Je vote depuis bientôt 39 ans, quatre fois par an. Ça fait beaucoup. Mais il est certains scrutins, deux ou trois fois par décennie, qui marquent plus que d’autres. Le 6 décembre 1992, par exemple, sur l’Espace économique européen, on l’avait qualifié de votation du siècle, et ma foi ça n’était pas loin d’être vrai. Et puis, parmi d’autres, il y a eu ce fameux 9 février 2014, sur l’immigration de masse. Enfin, juste là, maintenant, il y a le dimanche 12 février 2017, sur RIE III, la réforme de l’imposition des entreprises. Le double non, celui de la Suisse (59,1%), et aussi celui de Genève (52,3%), canton très concerné par les multinationales, appelle des réflexions qui vont bien plus loin que l’enjeu même de la votation. Il constitue le refus, en profondeur, sans appel, d’une certaine forme de libéralisme au pouvoir dans le pays. Rejet, surtout, des tonalités d’arrogance insupportable avec lesquelles, trop souvent, le oui fut défendu.
Harmonisation fiscale
Les Suisses n’ont certainement pas dit non à une unification des taux d’imposition dans les différents cantons. Les citoyennes et citoyens de ce pays, parfaitement informés, rompus à l’exercice de la démocratie directe, ne confondant pas, eux, vote et plébiscite, sont largement assez mûrs pour faire la part des choses, comprendre que des nécessités internationales nous imposent une harmonisation fiscale. Bref, ils auraient pu dire oui, le diront sans doute une autre fois, face à un projet mieux ficelé. Ce qui les a dérangés, c’est l’arrogance, dans le camp du oui. Le chantage à l’absence de Plan B. Le cours d’économie, asséné d’en haut, par des nantis en costume-cravate, à la brave populace qui n’aurait pas, par son expérience de vie, l’exercice d’un métier, le budget d’un ménage, la fin de mois à boucler, les moyens de se faire une idée de ce qui est bon, ou pas.
Comportement internationaliste
Inutile de chercher des responsables du côté du grand patronat ou de l’USAM (Union Suisse des Arts et Métiers). L’épidémie de l’arrogance dépassa de loin le cercle de ces organisations. Il fallait, partout en Suisse, dans les rangs libéraux, et aussi hélas à Genève dans ceux du PDC, voire d’une droite qu’on pût espérer moins libérale, prendre la docte posture de celui qui sait.
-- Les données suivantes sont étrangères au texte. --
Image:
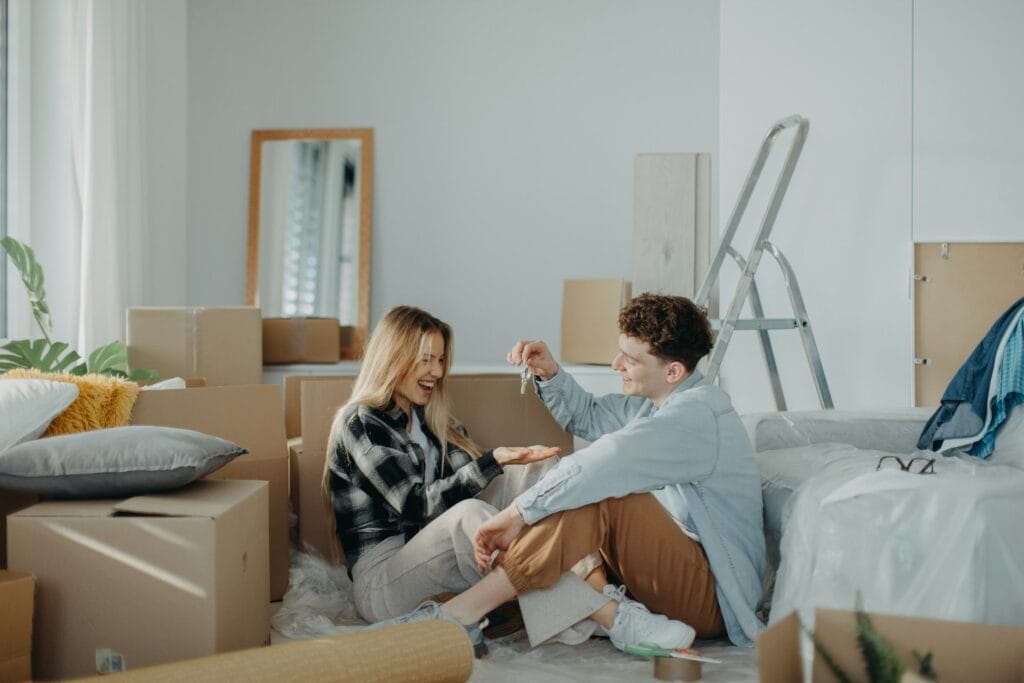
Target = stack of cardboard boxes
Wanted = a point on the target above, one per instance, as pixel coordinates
(161, 578)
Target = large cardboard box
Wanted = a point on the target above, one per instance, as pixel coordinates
(11, 501)
(961, 651)
(153, 579)
(590, 318)
(250, 416)
(301, 340)
(320, 402)
(221, 344)
(16, 595)
(293, 399)
(491, 407)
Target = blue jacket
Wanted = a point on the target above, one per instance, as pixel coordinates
(692, 453)
(965, 403)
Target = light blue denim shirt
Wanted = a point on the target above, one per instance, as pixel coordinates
(692, 453)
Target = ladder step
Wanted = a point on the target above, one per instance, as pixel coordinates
(761, 324)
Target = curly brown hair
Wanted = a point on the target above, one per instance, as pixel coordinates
(676, 328)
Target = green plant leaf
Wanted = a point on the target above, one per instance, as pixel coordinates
(826, 656)
(39, 354)
(881, 659)
(140, 375)
(32, 274)
(925, 668)
(109, 359)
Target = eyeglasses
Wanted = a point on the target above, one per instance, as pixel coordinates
(913, 466)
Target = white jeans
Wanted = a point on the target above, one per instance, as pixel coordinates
(393, 577)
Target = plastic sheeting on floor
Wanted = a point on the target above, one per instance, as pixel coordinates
(318, 602)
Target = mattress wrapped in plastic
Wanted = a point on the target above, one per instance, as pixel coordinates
(895, 430)
(944, 545)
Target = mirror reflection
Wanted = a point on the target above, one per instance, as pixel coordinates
(309, 224)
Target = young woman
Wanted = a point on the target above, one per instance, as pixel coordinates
(401, 472)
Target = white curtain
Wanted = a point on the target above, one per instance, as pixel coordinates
(109, 230)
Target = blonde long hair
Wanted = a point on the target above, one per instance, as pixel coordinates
(395, 346)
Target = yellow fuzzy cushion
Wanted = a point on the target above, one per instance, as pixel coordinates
(102, 401)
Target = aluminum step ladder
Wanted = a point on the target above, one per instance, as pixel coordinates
(747, 288)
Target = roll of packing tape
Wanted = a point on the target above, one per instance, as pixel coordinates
(673, 669)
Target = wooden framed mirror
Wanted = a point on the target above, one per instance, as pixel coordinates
(310, 194)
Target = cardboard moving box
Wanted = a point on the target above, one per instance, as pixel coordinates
(250, 416)
(961, 651)
(221, 344)
(16, 594)
(11, 501)
(301, 340)
(491, 407)
(590, 318)
(153, 579)
(293, 399)
(320, 402)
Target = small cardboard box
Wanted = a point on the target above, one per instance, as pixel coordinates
(293, 399)
(961, 651)
(301, 340)
(11, 501)
(590, 318)
(221, 344)
(491, 407)
(250, 416)
(16, 595)
(153, 579)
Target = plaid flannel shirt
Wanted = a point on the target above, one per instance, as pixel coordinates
(377, 479)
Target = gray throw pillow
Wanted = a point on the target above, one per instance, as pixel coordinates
(114, 463)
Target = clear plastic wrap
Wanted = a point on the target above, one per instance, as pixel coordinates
(894, 430)
(318, 601)
(944, 546)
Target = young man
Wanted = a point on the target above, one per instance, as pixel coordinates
(668, 493)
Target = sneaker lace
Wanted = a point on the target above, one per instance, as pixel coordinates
(619, 595)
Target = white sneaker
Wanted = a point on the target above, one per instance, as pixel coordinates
(635, 624)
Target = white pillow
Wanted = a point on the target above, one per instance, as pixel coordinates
(29, 407)
(1009, 447)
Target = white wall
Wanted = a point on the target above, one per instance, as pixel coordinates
(505, 137)
(968, 138)
(845, 224)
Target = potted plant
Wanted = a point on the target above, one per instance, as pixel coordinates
(56, 356)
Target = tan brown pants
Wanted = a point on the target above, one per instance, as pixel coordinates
(641, 545)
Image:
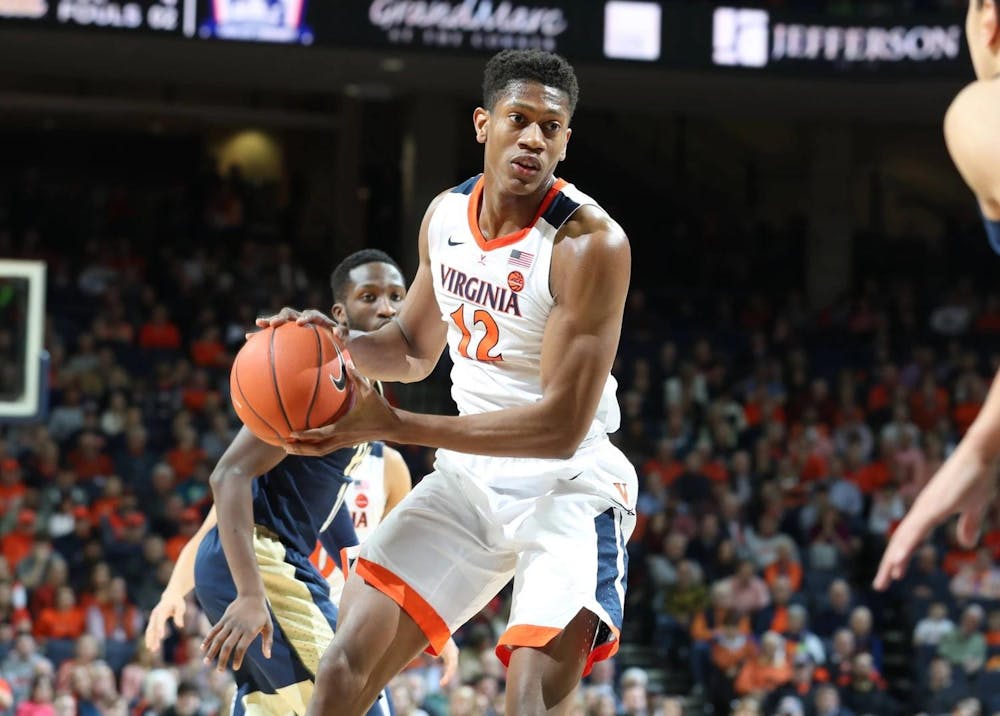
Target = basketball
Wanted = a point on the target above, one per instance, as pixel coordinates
(290, 378)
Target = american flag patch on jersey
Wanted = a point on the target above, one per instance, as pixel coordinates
(520, 258)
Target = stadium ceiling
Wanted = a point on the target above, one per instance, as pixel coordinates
(45, 62)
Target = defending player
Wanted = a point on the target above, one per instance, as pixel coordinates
(524, 278)
(966, 482)
(252, 573)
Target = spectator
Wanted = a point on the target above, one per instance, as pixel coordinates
(837, 611)
(748, 593)
(861, 623)
(979, 579)
(681, 601)
(63, 621)
(925, 580)
(766, 670)
(866, 694)
(800, 639)
(933, 626)
(113, 617)
(159, 332)
(939, 693)
(774, 617)
(767, 543)
(188, 701)
(965, 647)
(22, 665)
(731, 650)
(39, 701)
(784, 565)
(18, 544)
(827, 702)
(707, 626)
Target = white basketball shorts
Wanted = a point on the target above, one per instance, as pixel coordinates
(557, 527)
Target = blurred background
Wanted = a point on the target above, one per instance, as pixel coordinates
(812, 323)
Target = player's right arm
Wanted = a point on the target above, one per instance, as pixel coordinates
(245, 459)
(964, 484)
(970, 133)
(172, 601)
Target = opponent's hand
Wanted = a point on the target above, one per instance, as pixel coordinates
(245, 618)
(963, 485)
(370, 418)
(449, 659)
(169, 606)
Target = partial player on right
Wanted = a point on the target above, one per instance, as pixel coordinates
(966, 482)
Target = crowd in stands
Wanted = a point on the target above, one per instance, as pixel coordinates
(777, 448)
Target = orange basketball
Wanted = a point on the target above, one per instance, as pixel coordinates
(290, 378)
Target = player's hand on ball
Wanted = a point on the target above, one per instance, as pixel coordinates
(370, 418)
(169, 606)
(245, 618)
(963, 485)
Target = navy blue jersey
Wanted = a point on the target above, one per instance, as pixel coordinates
(992, 233)
(299, 498)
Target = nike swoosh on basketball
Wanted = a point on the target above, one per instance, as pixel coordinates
(340, 383)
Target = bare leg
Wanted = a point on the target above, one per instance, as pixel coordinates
(375, 639)
(540, 681)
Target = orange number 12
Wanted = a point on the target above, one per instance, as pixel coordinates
(486, 343)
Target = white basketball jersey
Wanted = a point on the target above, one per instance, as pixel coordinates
(366, 495)
(495, 297)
Terroriser les gens en leur brandissant l’exode des multinationales. Soutenir à tout prix ces dernières, quitte à en apparaître comme les valets, comme d’autres, naguère, soutinrent l’Emigré de Coblence contre la Nation. Pas sûr que ce comportement internationaliste, où la superbe le dispute à la supériorité, attire la sympathie de l’électorat.
Parler autrement aux citoyens
Il va falloir, maintenant, sur les questions économiques et financières, que dans ce pays, on commence à nous parler autrement. On ne persuade pas le corps électoral par des aboiements. On lui sert des arguments. On écoute ceux des opposants. On tente de convaincre. Il y eut, dans cette campagne, comme un parfum d’arrogance et de hauteur que le peuple suisse n’a plus du tout envie de sentir planer. Nous sommes des citoyens, pas des sujets.